Closed bebosudo closed 5 years ago
On a single machine the engine use the multiprocessing library to distribute across the cores. It could be that SLURM is interfering with multiprocessing. We cannot tell you because we do not have access to a SLURM cluster. So, if you want help on this, give us access to a SLURM cluster :-)
PS: this is question for the mailing list, not an issue for GitHub, please repost on https://groups.google.com/forum/?hl=en&pli=1#!forum/openquake-users
Thanks for the reply @micheles.
I've tried to analyze in mode detail the workflow of some of the demo simulations; there is actually a multiprocessing phase where dozens of python processes are spawned (more than the number of processors requested by SLURM, probably that number is the number of total cores of the nodes): these processes are all:
/galileo/home/userexternal/cscaini0/.venvs/openquake_test/bin/python3 -c from multiprocessing.spawn import spawn_main; spawn_main(tracker_fd=17, pipe_handle=49) --multiprocessing-fork
after a while these processes disappear, and only a single process called oq-worker
runs at 100% (1 core power used); finally other processes are spawned, possibly to collect and save the output files.
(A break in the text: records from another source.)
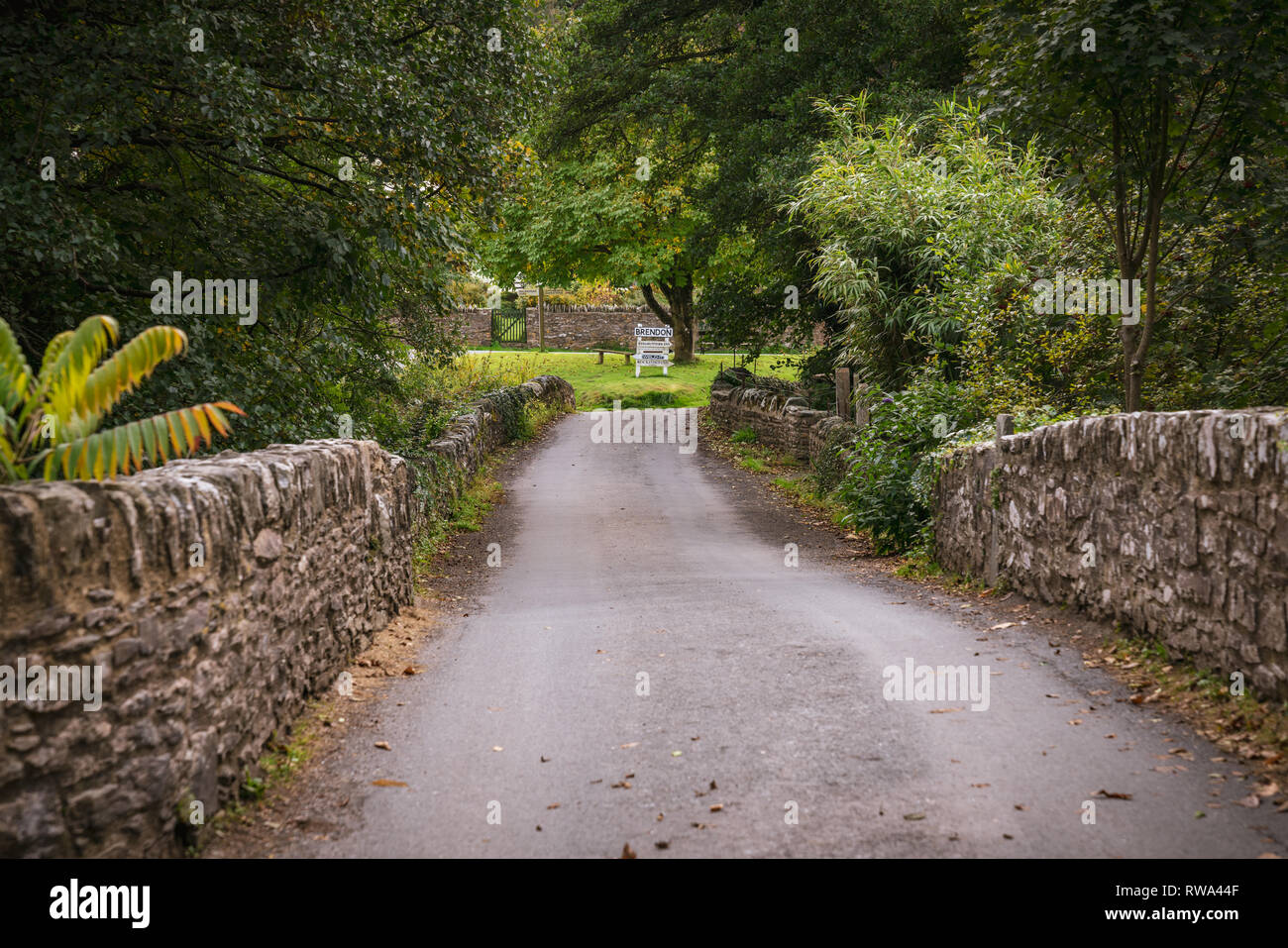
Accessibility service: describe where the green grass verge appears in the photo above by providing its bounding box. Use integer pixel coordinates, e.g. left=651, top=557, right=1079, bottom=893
left=461, top=352, right=800, bottom=411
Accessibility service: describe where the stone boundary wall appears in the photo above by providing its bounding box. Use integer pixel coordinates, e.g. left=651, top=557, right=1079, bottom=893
left=709, top=369, right=840, bottom=460
left=935, top=408, right=1288, bottom=698
left=0, top=376, right=572, bottom=857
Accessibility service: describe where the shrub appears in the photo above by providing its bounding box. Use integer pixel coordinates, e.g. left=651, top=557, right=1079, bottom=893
left=833, top=372, right=975, bottom=554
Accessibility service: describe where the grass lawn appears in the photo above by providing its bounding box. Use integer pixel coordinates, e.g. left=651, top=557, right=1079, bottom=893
left=461, top=352, right=802, bottom=411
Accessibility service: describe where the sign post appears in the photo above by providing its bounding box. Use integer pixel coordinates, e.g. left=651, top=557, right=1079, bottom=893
left=635, top=323, right=673, bottom=378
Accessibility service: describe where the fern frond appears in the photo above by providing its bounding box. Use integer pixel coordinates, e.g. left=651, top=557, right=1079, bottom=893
left=73, top=326, right=188, bottom=417
left=0, top=319, right=35, bottom=415
left=44, top=402, right=246, bottom=480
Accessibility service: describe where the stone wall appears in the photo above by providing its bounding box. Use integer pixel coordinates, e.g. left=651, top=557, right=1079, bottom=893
left=711, top=369, right=840, bottom=460
left=0, top=376, right=572, bottom=857
left=935, top=408, right=1288, bottom=698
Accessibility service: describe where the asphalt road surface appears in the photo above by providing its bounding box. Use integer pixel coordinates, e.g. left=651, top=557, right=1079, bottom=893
left=267, top=415, right=1288, bottom=858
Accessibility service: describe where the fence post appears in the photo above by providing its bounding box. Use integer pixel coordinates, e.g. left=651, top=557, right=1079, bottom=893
left=836, top=369, right=854, bottom=421
left=537, top=286, right=546, bottom=349
left=984, top=415, right=1015, bottom=586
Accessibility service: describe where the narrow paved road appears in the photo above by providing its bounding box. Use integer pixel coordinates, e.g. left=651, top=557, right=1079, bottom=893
left=267, top=415, right=1285, bottom=858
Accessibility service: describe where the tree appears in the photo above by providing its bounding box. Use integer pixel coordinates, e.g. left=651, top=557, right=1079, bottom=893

I cannot give you direct access to the SLURM cluster, but I can develop a solution if I receive some guidance.
Is there a moment in oq where is set the number of processors for multiprocessing? Because SLURM sets the environment variable SLURM_JOB_CPUS_PER_NODE
to the number of cores available per node during the session: this number could be passed to multiprocessing to create the correct number of processes for the run.
PS: I think this is a quite technical question which could be more useful to discuss here. If you feel you want to discuss in the ML, I'll repost there.
Yes, please use the mailing list. GitHub is for code related issues or bugs but this is neither.
Hi, I'm testing out oq on a scientific cluster, using SLURM as batch manager, and running on a computing nodes with 36 cores, using python 3.6.
The script I'm using is this:
During the execution of the demo I was using (h)top to check the number of processes on the node, and only a single worker process is used. I'm interested in running only on a single node, so I didn't install all the celery-related packages from the requirements file since, according to the FAQ, multi-core parallelism is available also without celery.
Is there a config file to set to use all the cores available inside a node? Or does it depend on the simulation being executed?